Es gibt wohl wenige Orte auf dem Kontinent, die den Schmerz der Menschen ganzer Völkern bündelten, und von dem so viel neue Hoffnung nach dem Krieg ausging, wie von diesem Ort in Singen, nahe der
Schweizer Grenze. Und wer die Geschichte dieser Kapelle kennt, versteht die jüngere Geschichte, auch die schweizerische besser. Singens Industrialisierung ist untrennbar mit den Firmen Alusingen,
Maggi, und Georg Fischer verbunden; alles Schweizer Unternehmen, die auch für Hitlers Kriegsmaschinerie von Bedeutung waren. Und damit diese Kriegsmaschinerie auch dann noch wie geschmiert
funktionierte, als die meisten deutschen Arbeiter an der Front kämpften, mussten auch die Schweizer Firmen Zwangsarbeiter anstellen. Sie hatten keine andere Wahl, wenn sie nicht die Verstaatlichung
der Produktion hätten riskieren wollen.

Rund sechs Millionen Menschen wurden aus Russland, Polen und der Ukraine verschleppt und der deutschen Industrie zugeführt. Ungefähr 3.000 von ihnen landeten in Singen. Es sind Schicksale
wie jenes von Anna Witkowska, die heute den Nachnamen Graber trägt und statt in der Ukraine im jurassischen Porrentruy wohnt. Sie wurde 1942 zusammen mit ihren Klassenkameraden von deutschen Soldaten
verschleppt. Die 17-jährige Anna landet in einer Kaserne, wo sie eine schlaflose Nacht verbrachte, bis sie schließlich mit Dutzenden von Landsleuten in einen Viehwaggon verfrachtet wurde. Dort
verbrachte sie die nächsten zwei Wochen ohne Essen und fast ohne Wasser. Weil keine Toiletten vorhanden waren, stank es auf dieser alptraumhaften Fahrt nach Westen entsetzlich.

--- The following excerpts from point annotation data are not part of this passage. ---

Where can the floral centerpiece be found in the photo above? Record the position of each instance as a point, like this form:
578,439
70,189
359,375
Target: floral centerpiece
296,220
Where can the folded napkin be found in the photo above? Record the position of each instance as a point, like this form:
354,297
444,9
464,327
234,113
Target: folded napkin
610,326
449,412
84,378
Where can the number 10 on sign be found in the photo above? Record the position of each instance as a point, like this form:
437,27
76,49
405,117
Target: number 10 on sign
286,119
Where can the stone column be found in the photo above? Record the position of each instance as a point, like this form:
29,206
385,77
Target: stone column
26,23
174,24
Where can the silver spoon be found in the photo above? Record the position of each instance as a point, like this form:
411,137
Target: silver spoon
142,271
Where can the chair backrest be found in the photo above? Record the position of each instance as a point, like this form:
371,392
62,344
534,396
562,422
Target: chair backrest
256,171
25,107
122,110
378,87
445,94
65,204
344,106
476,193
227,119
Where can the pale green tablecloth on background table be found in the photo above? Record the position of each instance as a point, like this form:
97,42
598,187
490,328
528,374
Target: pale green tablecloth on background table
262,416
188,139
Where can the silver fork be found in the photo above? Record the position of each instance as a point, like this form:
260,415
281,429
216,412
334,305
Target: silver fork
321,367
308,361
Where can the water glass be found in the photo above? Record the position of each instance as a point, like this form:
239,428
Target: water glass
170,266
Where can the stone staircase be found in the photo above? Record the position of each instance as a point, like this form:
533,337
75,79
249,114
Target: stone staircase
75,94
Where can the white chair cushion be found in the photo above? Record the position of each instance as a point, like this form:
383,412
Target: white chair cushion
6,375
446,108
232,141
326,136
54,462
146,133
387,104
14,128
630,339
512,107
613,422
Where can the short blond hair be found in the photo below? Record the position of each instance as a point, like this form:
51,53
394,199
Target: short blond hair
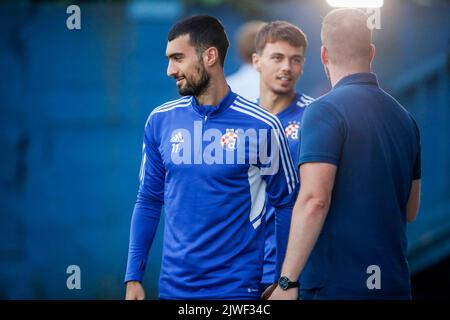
346,36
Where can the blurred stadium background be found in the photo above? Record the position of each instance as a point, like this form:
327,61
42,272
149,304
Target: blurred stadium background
73,104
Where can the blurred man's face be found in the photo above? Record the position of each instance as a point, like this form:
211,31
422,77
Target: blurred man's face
280,66
186,67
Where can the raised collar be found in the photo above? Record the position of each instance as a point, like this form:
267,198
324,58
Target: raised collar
358,78
210,110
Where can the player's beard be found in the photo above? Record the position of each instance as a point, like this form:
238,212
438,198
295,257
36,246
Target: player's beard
196,87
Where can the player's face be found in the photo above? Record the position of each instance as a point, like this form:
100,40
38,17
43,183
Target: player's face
280,66
186,67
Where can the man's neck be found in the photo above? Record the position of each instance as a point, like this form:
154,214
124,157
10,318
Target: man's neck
275,103
336,73
217,90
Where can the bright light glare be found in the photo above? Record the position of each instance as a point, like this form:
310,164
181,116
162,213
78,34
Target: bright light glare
356,3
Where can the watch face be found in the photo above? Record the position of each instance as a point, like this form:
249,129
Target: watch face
283,283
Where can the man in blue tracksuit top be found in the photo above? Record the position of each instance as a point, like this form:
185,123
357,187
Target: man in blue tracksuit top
360,174
211,158
279,58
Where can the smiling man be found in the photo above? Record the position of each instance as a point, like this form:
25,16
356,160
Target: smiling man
211,158
280,55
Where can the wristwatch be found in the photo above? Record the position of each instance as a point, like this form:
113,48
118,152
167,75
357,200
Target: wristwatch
285,283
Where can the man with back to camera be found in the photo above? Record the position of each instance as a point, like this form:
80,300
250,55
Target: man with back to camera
280,54
214,201
360,173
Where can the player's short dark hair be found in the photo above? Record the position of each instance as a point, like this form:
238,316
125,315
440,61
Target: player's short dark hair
204,32
280,31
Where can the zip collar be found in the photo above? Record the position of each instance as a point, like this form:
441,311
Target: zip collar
211,110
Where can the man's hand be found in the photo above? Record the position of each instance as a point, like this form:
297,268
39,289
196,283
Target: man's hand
279,294
135,291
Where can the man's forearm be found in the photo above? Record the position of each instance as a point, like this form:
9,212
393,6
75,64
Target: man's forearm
282,225
144,224
308,218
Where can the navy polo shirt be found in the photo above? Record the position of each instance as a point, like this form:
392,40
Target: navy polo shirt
374,143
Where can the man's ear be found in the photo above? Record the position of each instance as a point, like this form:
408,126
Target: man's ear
324,55
211,56
256,62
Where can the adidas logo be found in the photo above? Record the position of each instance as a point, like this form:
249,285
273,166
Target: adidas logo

Das Endziel für Anna Witkowska war ein Bauernbetrieb in Büsingen bei Schaffhausen. Hier arbeitete sie zwei Jahre lang, bis vier russische Burschen, die ebenfalls Zwangsarbeit auf dem Bauernbetrieb
verrichteten, in die Schweiz flohen. Anna Witkowska wurde der Konspiration verdächtigt, geschlagen, wieder frei gelassen und schließlich von der SS verschleppt und in eine Waffenfabrik verbracht, wo
sie abgesehen von einigen Wochen Zwangsarbeit bei Maggi, den Rest des Krieges schuftete.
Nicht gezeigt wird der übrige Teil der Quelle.